5.4 Impact assessment link
Due to the confidential nature of the information contained in these assessments, this information cannot currently be shared outside of the agency.
5.5 Risk name
The foreseen risks associated with the use of the FHRS AI service include the following
- Use of Personal Information
- Model Bias
- Inspection Bias
- Decision Automation Bias / Technological Halo Effect
5.6 Risk description
The risks listed in 5.5 are further detailed out below
- A number of businesses are registered at private home addresses. This information is required to be managed and used securely as it may constitute personal information.
- Potential bias from the model (e.g. consistently scoring establishments of a certain type much lower, less accurate predictions)
- Potential bias from inspectors seeing predicted food hygiene ratings and whether the system has classified the establishment as compliant or not. This may have an impact on how the organisation is perceived before receiving a full inspection.

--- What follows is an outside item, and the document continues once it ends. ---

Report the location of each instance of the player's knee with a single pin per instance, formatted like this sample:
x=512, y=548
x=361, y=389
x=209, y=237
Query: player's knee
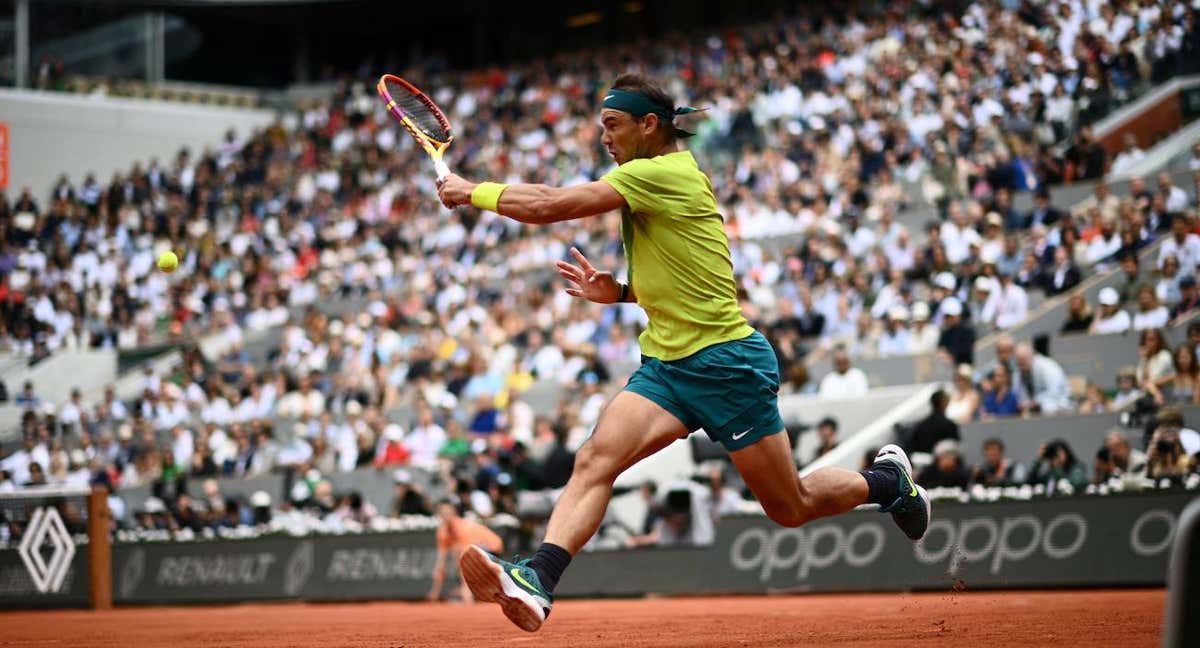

- With the use of AI/ML there is a chance of decision automation bias or automation distrust bias occurring. Essentially, this refers to a user being over or under reliant on the system leading to a degradation of human-reasoning.
5.7 Risk mitigation
The risks listed in 5.5 and further elaborated in 5.6 have been carefully looked at and mitigated through
- While the private addresses are not included as part of the Alpha version of the service, a Privacy Impact Assessment has been conducted and signed off by the FSA’s Knowledge, Information Management and Security (KIMS) team
- Integration of explainability and fairness related tooling during exploration and model development. These tools will also be integrated and monitored post-alpha testing to detect and mitigate potential biases from the system once fully operational
- Continuously reflect, act and justify sessions with business and technical subject matter experts throughout the delivery of the project, along with the use of the three impact assessments outlined earlier to identify, assess and manage project risks
- Development of usage guidance for local authorities specifically outlining how the service is expected to be used. This document also clearly states how the service should not be used, for example, the model outcome must not be the only indicator used when prioritising businesses for inspection.